On Behalf of | Jun 12, 2017 | Firm News

Budget Director Mick Mulvaney echoed the mantra of many conservative Republicans who suspect that folks who are Social Security Disability recipients are fraudulent. “If you are on disability insurance and you’re not supposed to be, you are not truly disabled, we need you to go back to work.” This conservative trope reflects, without any evidence to substantiate it, the same kind of misinformation about employee fraud that pervades perceptions of workers’ compensation fraud.

As I have often written about in the past, the public’s perception of injured individuals (whether collecting workers’ compensation or Social Security Disability benefits) is vastly overinflated.

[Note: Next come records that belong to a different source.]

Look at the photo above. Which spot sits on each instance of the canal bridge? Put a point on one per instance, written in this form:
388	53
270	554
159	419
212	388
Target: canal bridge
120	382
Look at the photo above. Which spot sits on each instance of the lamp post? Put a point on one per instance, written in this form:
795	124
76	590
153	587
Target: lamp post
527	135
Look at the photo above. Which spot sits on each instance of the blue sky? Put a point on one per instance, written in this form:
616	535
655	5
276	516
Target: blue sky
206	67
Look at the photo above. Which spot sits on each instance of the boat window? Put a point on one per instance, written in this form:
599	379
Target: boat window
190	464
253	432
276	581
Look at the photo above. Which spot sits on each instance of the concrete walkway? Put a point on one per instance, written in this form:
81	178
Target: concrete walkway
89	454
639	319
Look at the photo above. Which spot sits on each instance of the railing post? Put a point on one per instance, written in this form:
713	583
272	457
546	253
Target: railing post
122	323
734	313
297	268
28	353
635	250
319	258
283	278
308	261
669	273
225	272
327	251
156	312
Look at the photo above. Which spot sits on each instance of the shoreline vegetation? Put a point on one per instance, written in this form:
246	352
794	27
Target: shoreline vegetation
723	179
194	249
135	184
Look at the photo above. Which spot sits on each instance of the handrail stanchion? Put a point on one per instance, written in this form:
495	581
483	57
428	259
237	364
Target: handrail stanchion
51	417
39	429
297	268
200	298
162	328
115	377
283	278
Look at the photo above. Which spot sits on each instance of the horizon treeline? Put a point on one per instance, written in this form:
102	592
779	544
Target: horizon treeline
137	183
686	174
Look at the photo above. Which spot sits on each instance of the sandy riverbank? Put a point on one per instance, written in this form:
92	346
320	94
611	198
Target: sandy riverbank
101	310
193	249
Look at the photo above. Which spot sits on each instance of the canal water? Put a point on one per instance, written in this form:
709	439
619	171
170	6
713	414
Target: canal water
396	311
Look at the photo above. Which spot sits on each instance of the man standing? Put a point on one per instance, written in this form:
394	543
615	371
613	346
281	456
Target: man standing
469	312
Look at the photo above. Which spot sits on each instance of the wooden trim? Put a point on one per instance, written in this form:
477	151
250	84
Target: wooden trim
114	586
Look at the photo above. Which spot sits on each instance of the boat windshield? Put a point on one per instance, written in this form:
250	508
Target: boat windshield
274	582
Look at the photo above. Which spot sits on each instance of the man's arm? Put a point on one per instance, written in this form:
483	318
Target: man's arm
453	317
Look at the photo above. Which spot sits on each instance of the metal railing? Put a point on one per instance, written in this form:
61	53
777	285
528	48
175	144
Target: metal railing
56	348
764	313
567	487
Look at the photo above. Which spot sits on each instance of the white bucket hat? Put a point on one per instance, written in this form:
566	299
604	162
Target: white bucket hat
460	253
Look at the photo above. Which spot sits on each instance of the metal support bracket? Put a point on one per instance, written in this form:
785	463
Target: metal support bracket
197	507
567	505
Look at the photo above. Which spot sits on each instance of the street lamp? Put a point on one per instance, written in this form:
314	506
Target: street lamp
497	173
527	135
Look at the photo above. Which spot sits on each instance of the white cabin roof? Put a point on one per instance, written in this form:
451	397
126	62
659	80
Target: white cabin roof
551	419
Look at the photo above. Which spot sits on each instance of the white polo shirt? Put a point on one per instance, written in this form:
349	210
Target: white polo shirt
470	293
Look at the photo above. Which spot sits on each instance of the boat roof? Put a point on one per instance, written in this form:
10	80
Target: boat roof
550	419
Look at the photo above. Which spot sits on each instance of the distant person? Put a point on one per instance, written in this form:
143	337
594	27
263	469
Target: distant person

The statistics indicate only about one-sixth of one percent of injured workers in Wisconsin are fraudulent. That’s about 2 in 10,000.

The Trump administration budget proposed up to $64 billion in cuts to Social Security Disability Insurance expenditures, directly contradicting Trump’s campaign promises not to cut Social Security. The cuts stem mostly from new program rules and processes, and requirements for mandatory participation by program applicants to move disabled beneficiaries from SSDI to work.

While returning to work is always a laudable goal (for both workers’ compensation and Social Security Disability), the last eight times that budget proposals have initiated programs to promote return to work “none of the findings reported to date show they would likely lead to a substantial reduction in case load sizes.” http://www.researchondisability.org/docs/default-document-library/ssa-back-to-work-06-2012.pdf?sfvrsn=2

Through their contributions to Social Security, workers earn a measure of protection against disability retirement and death. (Disability insurance protects a worker against loss of earnings due to a significant work limiting impairment, and workers earn this protection by having worked and contributed to Social Security.) Many of my work-injured employees ultimately end up on Social Security Disability and this protection is particularly important to older Americans. Most people receiving Social Security Disability benefits are in their 50s or early 60s and most had only unskilled or semi-skilled jobs. Without a college degree, benefits are not significant (averaging about $1,200 per month). However, over half of Social Security beneficiaries rely on these benefits for 75% or more of their total income.

The proposed budget cuts to Social Security are another slap in the face to injured workers.